図中の①~④の水・蒸気の状態について説明します。
① ; 蒸気タービンから排出された蒸気が復水器によって冷やされ、凝縮される。
② ; ポンプによって復水器の水が昇圧され、ボイラへ給水される。
③ ; ボイラにて 石炭、重油、天然ガスなどを燃焼して発生した熱で圧縮水②を加熱し、圧縮飽和蒸気を発生させ る。 さらにボイラにて蒸気を過熱し圧縮過熱蒸気③をタービンに送気する。

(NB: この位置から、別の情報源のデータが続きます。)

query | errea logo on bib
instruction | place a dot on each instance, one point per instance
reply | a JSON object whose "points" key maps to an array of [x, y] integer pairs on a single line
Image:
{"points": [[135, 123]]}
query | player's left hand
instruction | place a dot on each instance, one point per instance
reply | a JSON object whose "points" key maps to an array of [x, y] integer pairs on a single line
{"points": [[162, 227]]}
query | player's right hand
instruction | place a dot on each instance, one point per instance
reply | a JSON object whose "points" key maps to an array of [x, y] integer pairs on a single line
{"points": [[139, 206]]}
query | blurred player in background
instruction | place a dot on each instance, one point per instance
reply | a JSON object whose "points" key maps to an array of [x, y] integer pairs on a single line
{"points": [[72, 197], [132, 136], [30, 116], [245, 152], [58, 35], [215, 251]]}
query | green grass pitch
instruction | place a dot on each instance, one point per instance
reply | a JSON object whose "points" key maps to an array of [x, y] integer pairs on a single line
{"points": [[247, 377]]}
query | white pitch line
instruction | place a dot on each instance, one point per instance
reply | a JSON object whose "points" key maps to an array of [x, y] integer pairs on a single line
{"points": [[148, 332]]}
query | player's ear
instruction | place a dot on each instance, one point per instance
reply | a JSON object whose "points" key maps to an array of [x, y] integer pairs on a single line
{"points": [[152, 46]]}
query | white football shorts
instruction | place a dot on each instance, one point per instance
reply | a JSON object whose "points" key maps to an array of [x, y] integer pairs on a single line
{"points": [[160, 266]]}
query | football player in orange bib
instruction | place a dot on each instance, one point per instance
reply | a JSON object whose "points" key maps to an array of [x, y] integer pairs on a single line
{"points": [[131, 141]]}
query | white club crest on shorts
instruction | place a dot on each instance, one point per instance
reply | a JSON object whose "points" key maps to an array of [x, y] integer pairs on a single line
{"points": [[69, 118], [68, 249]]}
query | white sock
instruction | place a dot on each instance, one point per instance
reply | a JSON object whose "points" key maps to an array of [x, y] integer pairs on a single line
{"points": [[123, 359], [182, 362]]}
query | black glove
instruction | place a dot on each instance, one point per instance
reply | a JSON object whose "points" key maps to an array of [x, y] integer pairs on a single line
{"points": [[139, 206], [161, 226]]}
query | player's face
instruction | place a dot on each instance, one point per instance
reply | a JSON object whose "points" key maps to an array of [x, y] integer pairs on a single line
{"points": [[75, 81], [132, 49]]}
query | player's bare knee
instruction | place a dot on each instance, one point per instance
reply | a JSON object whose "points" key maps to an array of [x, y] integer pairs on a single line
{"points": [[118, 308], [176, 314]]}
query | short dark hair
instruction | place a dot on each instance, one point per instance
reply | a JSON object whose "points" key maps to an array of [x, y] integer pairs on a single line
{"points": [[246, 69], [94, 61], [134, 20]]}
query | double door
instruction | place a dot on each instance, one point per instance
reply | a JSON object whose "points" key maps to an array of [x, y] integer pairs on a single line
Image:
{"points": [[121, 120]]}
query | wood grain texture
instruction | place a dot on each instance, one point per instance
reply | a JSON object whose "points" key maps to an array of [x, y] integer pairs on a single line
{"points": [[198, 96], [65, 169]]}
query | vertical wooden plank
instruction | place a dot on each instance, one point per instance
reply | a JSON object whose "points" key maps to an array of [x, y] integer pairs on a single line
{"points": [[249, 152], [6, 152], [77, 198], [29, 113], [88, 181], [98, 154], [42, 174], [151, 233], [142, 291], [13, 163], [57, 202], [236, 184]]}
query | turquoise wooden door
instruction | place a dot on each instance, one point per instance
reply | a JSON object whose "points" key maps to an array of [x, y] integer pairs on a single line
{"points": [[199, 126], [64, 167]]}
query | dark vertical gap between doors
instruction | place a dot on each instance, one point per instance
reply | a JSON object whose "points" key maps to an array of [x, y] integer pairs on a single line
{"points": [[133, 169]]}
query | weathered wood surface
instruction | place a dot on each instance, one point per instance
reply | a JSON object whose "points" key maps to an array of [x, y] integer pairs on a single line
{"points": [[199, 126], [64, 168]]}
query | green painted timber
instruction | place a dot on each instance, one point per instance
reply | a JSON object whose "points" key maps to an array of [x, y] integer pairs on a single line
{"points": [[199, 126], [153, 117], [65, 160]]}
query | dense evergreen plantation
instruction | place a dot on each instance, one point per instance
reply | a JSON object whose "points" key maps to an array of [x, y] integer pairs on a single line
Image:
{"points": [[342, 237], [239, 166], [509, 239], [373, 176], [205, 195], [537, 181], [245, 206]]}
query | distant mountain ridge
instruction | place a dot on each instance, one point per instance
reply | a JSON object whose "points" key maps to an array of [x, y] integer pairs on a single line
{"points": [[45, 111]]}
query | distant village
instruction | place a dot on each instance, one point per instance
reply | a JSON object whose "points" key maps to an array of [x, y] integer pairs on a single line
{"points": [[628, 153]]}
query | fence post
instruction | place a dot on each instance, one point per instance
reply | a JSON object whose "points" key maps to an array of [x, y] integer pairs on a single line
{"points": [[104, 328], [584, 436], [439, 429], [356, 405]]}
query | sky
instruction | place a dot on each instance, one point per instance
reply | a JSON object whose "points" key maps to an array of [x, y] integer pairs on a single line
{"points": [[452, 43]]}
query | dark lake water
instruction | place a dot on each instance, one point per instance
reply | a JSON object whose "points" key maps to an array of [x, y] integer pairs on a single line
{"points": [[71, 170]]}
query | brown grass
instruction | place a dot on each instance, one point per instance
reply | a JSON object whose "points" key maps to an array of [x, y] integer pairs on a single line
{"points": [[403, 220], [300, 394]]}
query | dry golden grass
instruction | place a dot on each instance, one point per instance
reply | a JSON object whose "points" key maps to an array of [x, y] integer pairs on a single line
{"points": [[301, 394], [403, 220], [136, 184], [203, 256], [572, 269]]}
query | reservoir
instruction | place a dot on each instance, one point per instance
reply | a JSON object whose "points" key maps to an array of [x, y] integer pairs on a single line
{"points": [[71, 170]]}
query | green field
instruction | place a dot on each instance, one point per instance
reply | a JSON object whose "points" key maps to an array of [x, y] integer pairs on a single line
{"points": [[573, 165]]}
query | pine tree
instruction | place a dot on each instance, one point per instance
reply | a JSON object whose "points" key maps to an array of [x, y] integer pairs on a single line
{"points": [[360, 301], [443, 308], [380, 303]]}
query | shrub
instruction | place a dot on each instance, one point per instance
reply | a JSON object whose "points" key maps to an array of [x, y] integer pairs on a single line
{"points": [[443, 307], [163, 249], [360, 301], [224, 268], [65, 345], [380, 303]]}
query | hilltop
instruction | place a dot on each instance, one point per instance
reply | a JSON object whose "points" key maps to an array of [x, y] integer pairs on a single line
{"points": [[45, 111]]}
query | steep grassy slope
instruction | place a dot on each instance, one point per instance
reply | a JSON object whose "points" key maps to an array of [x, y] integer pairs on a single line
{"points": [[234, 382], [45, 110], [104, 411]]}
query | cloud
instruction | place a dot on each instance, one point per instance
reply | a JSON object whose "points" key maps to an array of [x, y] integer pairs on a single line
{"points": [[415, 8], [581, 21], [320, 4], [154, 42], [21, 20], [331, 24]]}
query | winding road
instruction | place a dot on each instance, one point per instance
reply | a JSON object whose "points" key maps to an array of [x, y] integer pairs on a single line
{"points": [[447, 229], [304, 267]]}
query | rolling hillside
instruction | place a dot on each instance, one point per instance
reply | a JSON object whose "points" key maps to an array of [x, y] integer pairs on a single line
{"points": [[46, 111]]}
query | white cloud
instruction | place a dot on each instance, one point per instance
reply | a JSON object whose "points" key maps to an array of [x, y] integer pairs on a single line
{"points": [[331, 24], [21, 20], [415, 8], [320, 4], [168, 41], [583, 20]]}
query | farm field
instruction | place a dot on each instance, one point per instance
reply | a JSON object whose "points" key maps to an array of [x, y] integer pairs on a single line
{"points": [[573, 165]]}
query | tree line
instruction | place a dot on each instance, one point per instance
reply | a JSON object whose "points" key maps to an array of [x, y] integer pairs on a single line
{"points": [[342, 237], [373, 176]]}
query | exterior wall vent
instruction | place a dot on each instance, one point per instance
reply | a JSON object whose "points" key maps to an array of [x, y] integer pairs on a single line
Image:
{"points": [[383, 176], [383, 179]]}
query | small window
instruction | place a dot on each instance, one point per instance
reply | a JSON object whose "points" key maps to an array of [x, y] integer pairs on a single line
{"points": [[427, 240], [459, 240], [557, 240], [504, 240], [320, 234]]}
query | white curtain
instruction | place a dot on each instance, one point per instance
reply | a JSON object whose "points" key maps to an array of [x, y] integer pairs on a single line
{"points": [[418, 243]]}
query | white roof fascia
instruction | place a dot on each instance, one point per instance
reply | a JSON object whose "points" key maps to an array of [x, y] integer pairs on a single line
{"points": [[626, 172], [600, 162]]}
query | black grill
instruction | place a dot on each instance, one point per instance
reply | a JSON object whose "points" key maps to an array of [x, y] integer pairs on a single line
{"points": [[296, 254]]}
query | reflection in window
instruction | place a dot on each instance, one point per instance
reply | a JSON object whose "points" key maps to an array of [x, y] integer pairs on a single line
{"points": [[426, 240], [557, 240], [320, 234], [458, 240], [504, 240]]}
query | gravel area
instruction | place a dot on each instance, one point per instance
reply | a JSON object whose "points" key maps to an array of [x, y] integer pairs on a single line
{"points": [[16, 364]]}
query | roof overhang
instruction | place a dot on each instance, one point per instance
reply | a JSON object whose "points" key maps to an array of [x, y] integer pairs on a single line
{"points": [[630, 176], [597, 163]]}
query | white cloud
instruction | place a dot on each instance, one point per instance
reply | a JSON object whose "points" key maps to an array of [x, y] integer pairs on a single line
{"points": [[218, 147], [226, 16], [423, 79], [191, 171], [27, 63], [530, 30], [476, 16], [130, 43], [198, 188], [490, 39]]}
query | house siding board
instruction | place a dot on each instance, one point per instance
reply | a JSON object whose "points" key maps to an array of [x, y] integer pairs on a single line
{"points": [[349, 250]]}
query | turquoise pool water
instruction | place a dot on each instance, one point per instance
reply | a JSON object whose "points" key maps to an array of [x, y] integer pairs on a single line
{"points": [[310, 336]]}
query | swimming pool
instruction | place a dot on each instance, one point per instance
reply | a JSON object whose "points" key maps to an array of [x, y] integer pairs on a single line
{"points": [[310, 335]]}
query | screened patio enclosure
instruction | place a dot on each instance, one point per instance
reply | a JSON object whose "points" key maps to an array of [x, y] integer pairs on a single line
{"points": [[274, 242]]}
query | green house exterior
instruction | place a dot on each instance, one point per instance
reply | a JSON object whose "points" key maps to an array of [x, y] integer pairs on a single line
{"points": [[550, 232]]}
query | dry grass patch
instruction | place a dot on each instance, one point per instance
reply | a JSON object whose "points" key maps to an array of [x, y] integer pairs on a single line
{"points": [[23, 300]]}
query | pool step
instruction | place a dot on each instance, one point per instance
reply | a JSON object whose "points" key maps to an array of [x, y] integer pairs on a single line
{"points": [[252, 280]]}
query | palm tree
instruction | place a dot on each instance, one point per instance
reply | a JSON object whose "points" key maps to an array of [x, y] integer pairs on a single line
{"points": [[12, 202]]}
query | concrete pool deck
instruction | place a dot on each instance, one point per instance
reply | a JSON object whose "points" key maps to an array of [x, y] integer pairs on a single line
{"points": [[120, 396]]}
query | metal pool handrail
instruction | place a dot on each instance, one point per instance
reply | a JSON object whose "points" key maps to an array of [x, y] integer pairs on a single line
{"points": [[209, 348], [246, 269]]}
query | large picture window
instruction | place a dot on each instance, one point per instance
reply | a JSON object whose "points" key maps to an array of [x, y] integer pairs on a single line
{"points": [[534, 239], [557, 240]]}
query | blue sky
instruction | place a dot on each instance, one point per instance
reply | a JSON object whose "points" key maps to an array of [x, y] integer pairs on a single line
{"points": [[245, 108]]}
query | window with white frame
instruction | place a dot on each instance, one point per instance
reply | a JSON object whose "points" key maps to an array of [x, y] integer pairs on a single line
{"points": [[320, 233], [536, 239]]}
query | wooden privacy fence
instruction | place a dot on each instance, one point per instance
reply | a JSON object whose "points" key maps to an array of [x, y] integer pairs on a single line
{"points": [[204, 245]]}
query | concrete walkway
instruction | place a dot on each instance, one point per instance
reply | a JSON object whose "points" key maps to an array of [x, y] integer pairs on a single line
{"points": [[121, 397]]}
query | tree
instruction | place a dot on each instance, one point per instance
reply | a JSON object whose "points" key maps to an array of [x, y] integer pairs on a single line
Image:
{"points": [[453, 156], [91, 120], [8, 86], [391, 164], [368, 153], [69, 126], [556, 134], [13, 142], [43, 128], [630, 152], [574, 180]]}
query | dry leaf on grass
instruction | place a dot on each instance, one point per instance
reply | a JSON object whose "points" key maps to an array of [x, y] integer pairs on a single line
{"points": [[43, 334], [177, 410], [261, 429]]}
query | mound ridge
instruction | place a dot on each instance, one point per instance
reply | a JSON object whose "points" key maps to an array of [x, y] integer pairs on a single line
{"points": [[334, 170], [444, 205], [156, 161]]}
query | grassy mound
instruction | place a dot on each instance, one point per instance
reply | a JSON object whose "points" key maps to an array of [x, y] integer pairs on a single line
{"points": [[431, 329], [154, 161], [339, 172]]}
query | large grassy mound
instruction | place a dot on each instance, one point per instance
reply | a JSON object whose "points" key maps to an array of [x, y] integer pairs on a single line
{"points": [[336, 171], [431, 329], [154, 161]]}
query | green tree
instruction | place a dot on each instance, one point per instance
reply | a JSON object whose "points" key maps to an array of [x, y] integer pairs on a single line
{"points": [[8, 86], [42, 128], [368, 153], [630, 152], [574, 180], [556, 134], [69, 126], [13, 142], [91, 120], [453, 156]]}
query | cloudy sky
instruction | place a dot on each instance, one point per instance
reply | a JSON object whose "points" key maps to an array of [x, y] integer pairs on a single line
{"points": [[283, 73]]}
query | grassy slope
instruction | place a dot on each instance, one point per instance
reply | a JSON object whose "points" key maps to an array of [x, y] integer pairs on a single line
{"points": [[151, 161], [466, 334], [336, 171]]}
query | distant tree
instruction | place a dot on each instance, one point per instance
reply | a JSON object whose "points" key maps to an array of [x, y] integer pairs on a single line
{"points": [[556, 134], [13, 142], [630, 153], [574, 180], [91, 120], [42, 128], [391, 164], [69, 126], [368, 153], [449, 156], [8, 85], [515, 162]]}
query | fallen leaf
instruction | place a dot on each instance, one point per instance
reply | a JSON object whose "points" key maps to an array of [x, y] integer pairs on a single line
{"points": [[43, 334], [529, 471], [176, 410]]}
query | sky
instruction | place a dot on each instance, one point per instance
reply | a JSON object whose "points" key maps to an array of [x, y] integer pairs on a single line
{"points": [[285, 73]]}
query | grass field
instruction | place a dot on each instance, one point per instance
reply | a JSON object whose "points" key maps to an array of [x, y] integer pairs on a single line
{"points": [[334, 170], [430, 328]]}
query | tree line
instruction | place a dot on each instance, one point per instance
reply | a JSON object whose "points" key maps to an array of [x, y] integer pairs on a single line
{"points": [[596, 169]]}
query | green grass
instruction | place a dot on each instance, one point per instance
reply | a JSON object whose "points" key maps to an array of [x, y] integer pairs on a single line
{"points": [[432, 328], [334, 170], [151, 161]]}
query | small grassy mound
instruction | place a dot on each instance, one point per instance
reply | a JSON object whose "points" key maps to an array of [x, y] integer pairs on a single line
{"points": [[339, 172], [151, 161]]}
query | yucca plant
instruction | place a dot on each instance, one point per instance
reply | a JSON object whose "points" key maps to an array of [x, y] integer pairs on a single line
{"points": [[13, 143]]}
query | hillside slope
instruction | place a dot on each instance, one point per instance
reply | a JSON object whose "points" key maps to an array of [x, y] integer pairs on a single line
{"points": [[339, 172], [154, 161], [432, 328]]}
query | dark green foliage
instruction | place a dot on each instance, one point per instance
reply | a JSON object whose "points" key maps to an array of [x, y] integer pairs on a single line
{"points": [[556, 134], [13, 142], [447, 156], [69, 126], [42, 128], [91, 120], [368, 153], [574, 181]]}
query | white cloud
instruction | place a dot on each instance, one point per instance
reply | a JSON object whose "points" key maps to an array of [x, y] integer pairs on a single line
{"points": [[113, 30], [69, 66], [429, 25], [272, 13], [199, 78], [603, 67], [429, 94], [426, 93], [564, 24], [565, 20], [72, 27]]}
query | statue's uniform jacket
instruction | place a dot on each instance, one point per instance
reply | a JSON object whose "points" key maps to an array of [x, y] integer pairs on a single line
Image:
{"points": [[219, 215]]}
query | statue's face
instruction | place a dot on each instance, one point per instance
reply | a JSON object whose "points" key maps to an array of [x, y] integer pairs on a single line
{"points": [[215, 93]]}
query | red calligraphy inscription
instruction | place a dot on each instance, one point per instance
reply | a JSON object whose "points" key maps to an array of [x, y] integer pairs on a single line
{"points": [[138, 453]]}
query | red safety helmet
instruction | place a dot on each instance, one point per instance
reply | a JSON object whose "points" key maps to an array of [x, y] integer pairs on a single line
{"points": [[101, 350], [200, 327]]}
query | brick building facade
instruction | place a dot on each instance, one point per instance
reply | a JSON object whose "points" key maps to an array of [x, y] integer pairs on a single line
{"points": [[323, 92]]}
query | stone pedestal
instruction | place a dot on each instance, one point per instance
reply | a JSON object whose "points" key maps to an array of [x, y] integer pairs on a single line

④ ; タービンで膨張した蒸気④が復水器によって凝縮され、水①へと戻る。
このように水(蒸気)が復水器→ポンプ→ボイラ→タービン→復水器と循環して、燃料が持つ化学エネルギーを水(蒸気)を介して仕事に変えるのがランキンサイクルです。
T-S線図とP-V線図でさらに詳しく見ていきましょう。
ランキンサイクルの「T-S線図」と「P-V線図」
ランキンサイクルを
● 縦軸に絶対温度T、横軸にエントロピーSを取ったT-S線図 (温度-エンタルピー線図)
● 縦軸に圧力P、横軸に体積Vを取ったP-V線図 (圧力-体積線図)
に表すと下グラフのようになります。
グラフ中の①~④は先ほど示したランキンサイクルの概念図に記載している番号と対応します。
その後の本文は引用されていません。